Advanced Signal Models

The paper explores more intricate signal models beyond simple sparsity:

  1. Multiple Measurement Vectors (MMV): This model leverages joint sparsity across multiple signal vectors sharing a common support, enhancing robustness and reconstruction efficiency. MMV is crucial in applications like EEG/MEG source localization and multichannel communications.
  2. Unions of Subspaces: Structured sparsity within signals is captured via unions of subspaces models. Signals are assumed to lie within a structured subspace union, which is instrumental in applications like image recovery from wavelet coefficients where the support of large coefficients conforms to a tree structure.
  3. Finite Rate of Innovation (FRI): For continuous-time signals, FRI models capture bandlimited signals with few degrees of freedom, enabling sampling at below-Nyquist rates. Applications include super-resolution imaging and ultrasound imaging, wherein the structured nature of signal innovations is exploited for efficient recovery.

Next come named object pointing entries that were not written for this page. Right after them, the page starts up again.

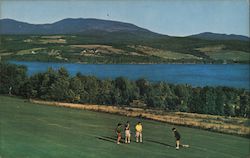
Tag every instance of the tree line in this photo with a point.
(58, 85)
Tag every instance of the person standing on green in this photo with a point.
(177, 137)
(138, 132)
(119, 132)
(127, 132)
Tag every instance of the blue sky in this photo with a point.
(171, 17)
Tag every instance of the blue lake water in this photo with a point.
(232, 75)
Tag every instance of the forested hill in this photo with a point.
(68, 26)
(58, 85)
(103, 41)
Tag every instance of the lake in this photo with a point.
(232, 75)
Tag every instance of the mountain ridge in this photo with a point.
(69, 26)
(92, 25)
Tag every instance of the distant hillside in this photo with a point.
(217, 36)
(69, 26)
(105, 41)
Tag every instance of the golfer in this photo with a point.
(138, 132)
(177, 137)
(127, 132)
(119, 132)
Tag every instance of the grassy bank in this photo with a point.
(238, 126)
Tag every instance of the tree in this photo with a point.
(12, 77)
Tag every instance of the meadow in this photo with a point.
(35, 130)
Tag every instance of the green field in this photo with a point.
(32, 130)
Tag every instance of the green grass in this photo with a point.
(32, 130)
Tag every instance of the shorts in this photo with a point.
(127, 133)
(119, 135)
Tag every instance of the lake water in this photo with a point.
(232, 75)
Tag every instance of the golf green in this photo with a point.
(33, 130)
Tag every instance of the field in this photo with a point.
(33, 130)
(121, 48)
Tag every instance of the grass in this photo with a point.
(33, 130)
(223, 124)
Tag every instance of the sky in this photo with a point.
(170, 17)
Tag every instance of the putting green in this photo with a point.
(32, 130)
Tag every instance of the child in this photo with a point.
(177, 137)
(138, 132)
(119, 132)
(127, 132)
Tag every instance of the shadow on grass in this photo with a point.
(156, 142)
(105, 139)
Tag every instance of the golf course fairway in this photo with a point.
(29, 130)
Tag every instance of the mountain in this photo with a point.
(217, 36)
(70, 26)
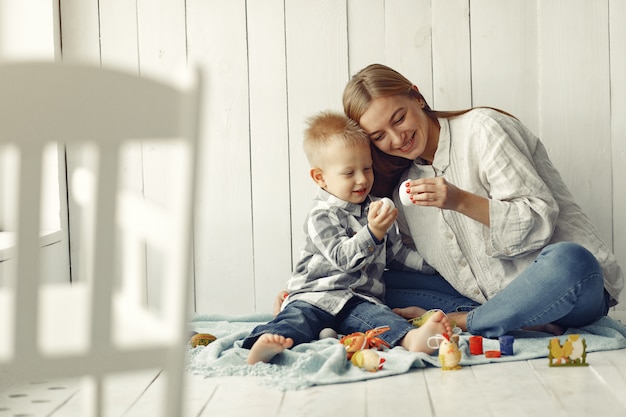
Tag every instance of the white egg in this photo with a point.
(404, 196)
(389, 202)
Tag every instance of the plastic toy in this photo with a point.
(573, 351)
(492, 354)
(476, 345)
(449, 354)
(419, 321)
(368, 360)
(201, 339)
(361, 341)
(506, 344)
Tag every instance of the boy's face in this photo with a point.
(345, 172)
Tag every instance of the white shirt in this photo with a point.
(494, 156)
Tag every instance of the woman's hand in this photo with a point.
(437, 192)
(380, 218)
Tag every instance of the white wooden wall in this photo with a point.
(558, 65)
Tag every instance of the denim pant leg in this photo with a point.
(360, 316)
(299, 320)
(564, 286)
(424, 290)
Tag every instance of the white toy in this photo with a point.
(405, 197)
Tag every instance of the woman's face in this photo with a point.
(398, 125)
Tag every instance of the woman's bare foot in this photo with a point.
(409, 312)
(416, 340)
(460, 319)
(267, 346)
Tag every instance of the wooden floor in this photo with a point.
(524, 388)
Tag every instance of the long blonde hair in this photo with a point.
(377, 80)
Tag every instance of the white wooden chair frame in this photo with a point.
(99, 325)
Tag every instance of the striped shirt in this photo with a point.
(494, 156)
(341, 258)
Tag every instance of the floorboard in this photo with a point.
(514, 389)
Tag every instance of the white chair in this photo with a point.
(101, 323)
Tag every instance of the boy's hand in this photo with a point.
(380, 218)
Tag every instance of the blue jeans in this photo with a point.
(564, 286)
(303, 322)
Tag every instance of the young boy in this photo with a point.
(350, 239)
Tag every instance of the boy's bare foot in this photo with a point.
(278, 302)
(267, 346)
(416, 340)
(409, 312)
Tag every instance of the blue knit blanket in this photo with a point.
(324, 361)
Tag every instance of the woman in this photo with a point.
(488, 211)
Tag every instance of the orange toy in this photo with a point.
(360, 341)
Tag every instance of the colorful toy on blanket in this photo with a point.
(449, 353)
(573, 351)
(201, 339)
(368, 360)
(419, 321)
(361, 341)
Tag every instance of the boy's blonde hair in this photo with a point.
(330, 126)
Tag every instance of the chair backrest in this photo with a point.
(101, 323)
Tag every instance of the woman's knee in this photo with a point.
(574, 261)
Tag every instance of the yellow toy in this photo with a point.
(573, 351)
(368, 360)
(361, 341)
(449, 353)
(201, 339)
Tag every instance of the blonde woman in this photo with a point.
(487, 209)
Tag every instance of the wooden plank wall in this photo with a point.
(558, 65)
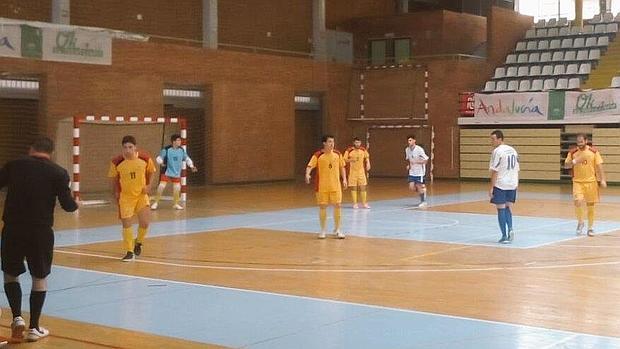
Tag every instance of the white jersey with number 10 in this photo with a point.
(505, 161)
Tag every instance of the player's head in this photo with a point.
(497, 138)
(175, 140)
(582, 141)
(328, 142)
(42, 145)
(129, 145)
(411, 140)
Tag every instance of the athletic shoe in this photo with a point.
(34, 334)
(129, 257)
(18, 326)
(137, 248)
(579, 229)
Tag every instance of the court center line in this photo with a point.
(335, 301)
(300, 270)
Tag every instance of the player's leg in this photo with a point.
(511, 196)
(322, 199)
(163, 181)
(39, 260)
(335, 198)
(13, 254)
(421, 188)
(144, 220)
(579, 201)
(591, 197)
(363, 185)
(499, 199)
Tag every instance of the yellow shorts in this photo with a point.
(129, 206)
(357, 179)
(328, 197)
(587, 191)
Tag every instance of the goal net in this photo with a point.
(95, 140)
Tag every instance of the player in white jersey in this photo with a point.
(504, 167)
(416, 164)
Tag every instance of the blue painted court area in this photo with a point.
(256, 320)
(391, 219)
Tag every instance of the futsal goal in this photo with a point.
(93, 140)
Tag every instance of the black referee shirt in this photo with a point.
(33, 185)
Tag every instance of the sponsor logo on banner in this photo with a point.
(10, 36)
(77, 45)
(511, 105)
(580, 104)
(32, 42)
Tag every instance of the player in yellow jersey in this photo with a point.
(587, 167)
(131, 174)
(329, 165)
(358, 165)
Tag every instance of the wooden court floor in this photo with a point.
(571, 285)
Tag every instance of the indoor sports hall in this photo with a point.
(250, 88)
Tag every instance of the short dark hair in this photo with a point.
(129, 139)
(583, 135)
(498, 134)
(42, 144)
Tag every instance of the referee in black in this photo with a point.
(33, 182)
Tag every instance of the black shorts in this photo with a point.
(33, 243)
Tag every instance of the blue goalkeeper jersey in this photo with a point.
(174, 161)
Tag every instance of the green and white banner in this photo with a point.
(70, 44)
(77, 45)
(10, 41)
(595, 106)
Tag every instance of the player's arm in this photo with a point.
(600, 173)
(4, 176)
(568, 162)
(190, 163)
(311, 165)
(113, 175)
(63, 192)
(343, 174)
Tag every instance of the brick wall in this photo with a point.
(276, 24)
(32, 10)
(179, 18)
(431, 32)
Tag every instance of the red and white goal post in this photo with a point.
(80, 121)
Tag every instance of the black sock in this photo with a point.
(13, 292)
(37, 298)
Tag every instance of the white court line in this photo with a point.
(333, 301)
(357, 271)
(563, 340)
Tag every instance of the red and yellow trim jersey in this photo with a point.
(586, 170)
(328, 166)
(360, 157)
(132, 175)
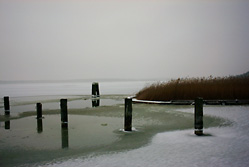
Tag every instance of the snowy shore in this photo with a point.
(225, 146)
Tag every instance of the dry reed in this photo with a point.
(226, 88)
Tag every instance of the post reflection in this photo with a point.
(64, 137)
(39, 126)
(95, 102)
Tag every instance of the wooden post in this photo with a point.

Practical Implementations and Applications

The review also details practical implementations and applications:

  1. Multiband Signal Sampling: employing structured analog filters and subsampling strategies such as the Modulated Wideband Converter (MWC), achieving significant reductions in sampling rates while retaining the ability to reconstruct wideband signals.
  2. Radar and Ultrasound: Utilizing structured sampling to achieve super-resolution imaging and target detection, the authors demonstrate improved resolution and reduced sampling rates in practical radar and ultrasound applications.

Algorithmic Developments

Key algorithmic developments discussed include:

  1. Greedy Algorithms and Thresholding: These are adapted to structured models, such as model-based CoSaMP and Iterative Hard Thresholding (IHT), which integrate signal model structure into the iterative reconstruction process.
  2. Optimization Approaches: Adaptations of Basis Pursuit (BP) and related algorithms to structured sparsity models, using mixed norms and other regularization techniques to promote the desired signal structure.

Implications and Future Directions

From a theoretical perspective, structured CS provides stronger recovery guarantees under realistic signal and hardware constraints. Practically, these advances enable the design of more efficient sensing systems, paving the way for high-performance, low-power applications in areas ranging from medical imaging to wireless communications.

Future research will likely explore deeper integration of CS into various domains, enhancing the theoretical framework for new signal structures and developing more sophisticated algorithms that push the boundaries of current capabilities.

Conclusion

By offering a detailed exploration of structured CS, the authors present a roadmap for researchers and practitioners to leverage advanced signal models and structured measurement matrices. This shift not only aligns theoretical developments with practical needs but also opens up new avenues for innovation in signal processing technology.